Sage Journals: Discover world-class research

Abstract

There is a view among some medical historians that the emergence of the randomized clinical trial originated from statistical thinking, and that the modern era of controlled trials was essentially ushered in with the iconic randomized trial of streptomycin for pulmonary tuberculosis reported by the British Medical Research Council (MRC) in 1948. For example:
The professional emergence of statistics as a codified body of knowledge and the concomitant rise of individuals trained in its methods provided the necessary conditions for the Laplacian vision of the probabilistically based clinical trial to come into being. ¹

The randomized clinical trial is ‘an extension of the statistician RA Fisher's ideas about experimental design’ (p. 132). ‘The statisticians’ randomized controlled trial came to represent the symbol and substance of the statistical method in medicine’. ²

The history of randomized clinical trials may be traced back to the biometricians’ work and it seems to be a good example of ‘applied statistics’. On the one hand there was a direct lineage from Pearson to Bradford Hill via Fisher and Major Greenwood… On the other hand, it is not too difficult to argue for conceptual legacy, since the basic concepts grounding the choice of randomisation can be traced back to RA Fisher's work. ³

[Karl] Pearson's statistical methods provided the framework for Austin Bradford Hill's work on the randomised clinical trial (pp. viii–ix) and constituted a seminal statistical idea. ⁴

The conceptualization of clinical trials as ‘a seminal statistical idea’ which ‘can be traced back to RA Fisher's work’ has not been demonstrated by these writers or by others. The early history of clinical trials has little to do with statistical theory and much more to do with the more fundamental and less technical concept of a fair – that is, unbiased – test.^5–11

The need to ‘compare like with like’ in fair tests of treatments has been recognized by some people for a long time, and not only by physicians. In a letter to Boccacio written in 1364, Petrarch wrote:
I solemnly affirm and believe, if a hundred or a thousand men of the same age, same temperament and habits, together with the same surroundings, were attacked at the same time by the same disease, that if one half followed the prescriptions of the doctors of the variety of those practising at the present day, and that the other half took no medicine but relied on Nature's instincts, I have no doubt as to which half would escape. ¹²

When quantitative methods began to be used at the beginning of the 18th century to assess the effects of variolation authors of the comparisons were sometimes reminded of the need to ensure that like was being compared with like.
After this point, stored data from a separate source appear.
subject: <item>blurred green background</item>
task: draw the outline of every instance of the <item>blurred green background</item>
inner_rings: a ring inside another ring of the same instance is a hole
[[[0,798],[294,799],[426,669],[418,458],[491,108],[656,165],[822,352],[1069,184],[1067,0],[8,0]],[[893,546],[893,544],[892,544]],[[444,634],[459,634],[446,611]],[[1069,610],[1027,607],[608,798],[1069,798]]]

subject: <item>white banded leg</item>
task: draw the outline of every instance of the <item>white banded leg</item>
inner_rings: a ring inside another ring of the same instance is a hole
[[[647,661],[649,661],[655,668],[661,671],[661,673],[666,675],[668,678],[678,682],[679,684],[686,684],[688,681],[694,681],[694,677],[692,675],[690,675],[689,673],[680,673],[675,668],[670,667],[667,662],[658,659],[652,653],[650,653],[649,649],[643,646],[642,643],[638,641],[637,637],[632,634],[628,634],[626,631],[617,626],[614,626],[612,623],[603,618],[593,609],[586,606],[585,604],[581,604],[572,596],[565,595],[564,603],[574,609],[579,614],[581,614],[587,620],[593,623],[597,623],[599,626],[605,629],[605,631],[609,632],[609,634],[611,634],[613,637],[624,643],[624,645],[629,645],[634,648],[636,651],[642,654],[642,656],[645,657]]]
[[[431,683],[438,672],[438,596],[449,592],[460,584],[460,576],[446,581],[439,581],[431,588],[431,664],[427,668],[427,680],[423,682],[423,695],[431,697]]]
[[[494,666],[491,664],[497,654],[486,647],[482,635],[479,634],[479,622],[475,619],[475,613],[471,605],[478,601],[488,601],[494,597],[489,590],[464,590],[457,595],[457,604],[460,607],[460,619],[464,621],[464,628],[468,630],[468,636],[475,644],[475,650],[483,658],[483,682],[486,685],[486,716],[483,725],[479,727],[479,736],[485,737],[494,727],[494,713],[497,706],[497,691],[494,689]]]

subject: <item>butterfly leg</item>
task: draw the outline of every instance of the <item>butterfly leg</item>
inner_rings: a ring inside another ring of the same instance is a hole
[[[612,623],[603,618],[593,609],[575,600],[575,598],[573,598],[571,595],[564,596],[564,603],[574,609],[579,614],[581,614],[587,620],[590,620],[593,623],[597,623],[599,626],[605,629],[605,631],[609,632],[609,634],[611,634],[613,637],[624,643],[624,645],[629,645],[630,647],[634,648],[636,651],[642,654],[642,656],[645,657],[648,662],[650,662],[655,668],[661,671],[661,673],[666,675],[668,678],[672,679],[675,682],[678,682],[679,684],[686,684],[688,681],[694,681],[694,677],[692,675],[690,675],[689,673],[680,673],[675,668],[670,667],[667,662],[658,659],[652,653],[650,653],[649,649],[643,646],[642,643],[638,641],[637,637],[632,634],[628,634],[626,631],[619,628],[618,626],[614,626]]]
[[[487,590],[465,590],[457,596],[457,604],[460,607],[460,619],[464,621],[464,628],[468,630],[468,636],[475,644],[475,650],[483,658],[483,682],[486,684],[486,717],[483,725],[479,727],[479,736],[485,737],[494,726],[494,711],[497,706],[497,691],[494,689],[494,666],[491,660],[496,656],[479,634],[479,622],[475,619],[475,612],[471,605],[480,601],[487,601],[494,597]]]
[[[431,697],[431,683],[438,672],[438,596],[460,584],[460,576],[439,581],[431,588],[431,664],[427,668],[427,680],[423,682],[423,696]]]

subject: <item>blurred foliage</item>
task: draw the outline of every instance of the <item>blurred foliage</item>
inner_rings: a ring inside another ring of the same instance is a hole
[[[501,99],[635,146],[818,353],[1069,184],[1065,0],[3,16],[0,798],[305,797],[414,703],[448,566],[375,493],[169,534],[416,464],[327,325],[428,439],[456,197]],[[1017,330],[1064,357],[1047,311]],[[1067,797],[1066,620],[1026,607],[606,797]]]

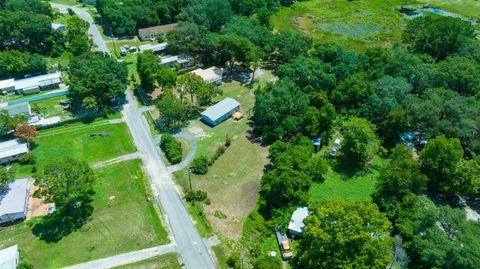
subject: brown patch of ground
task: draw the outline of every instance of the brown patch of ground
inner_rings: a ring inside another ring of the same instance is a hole
[[[150,100],[155,102],[162,95],[162,93],[163,91],[161,88],[156,88],[153,92],[148,93],[147,95],[150,98]]]
[[[33,217],[41,217],[48,215],[48,207],[51,205],[45,203],[44,199],[35,198],[33,194],[38,189],[37,186],[33,185],[33,181],[30,180],[29,184],[29,197],[28,197],[28,208],[27,208],[27,220]]]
Thus Massey, challenging the interpretation of comparisons of mortality following variolation and after natural smallpox, wrote:
…to form a just Comparison, and calculate right in this Case, the Circumstances of the Patients, must and ought to be as near as may be on a Par. ¹³

Several reports of prospective experiments were published during the 18th century. In the most celebrated of these James Lind notes that, apart from the treatments, the 12 patients he studied were otherwise similar: ‘They all in general had putrid gums, the spots and lassitude, with weakness of their knees. They lay together in one place, being a proper apartment for the sick in the fore-hold; and had one diet common to all.’¹⁴ Lind does not tell us how he allocated his 12 patients to each of the six treatments he compared, but had he cast lots or used alternation or rotation it would not have been inconsistent with the use of these devices to make fair decisions in other contexts.¹⁵

At the beginning of the 19th century, Alexander Hamilton reported having used alternation to generate parallel comparison groups in a clinical trial of bloodletting done by him and two surgeon colleagues.¹⁶ He described how sick soldiers had been ‘admitted, alternately [my emphasis], in such a manner that each of us had one third of the whole’, and that ‘the sick were indiscriminately received’, and ‘attended as nearly as possible with the same care and accommodated with the same comforts’.¹⁶ Although his report leaves several uncertainties,¹⁷ it seems reasonable to speculate that he described the use of alternation to show that an effort had been made to generate comparable treatment groups.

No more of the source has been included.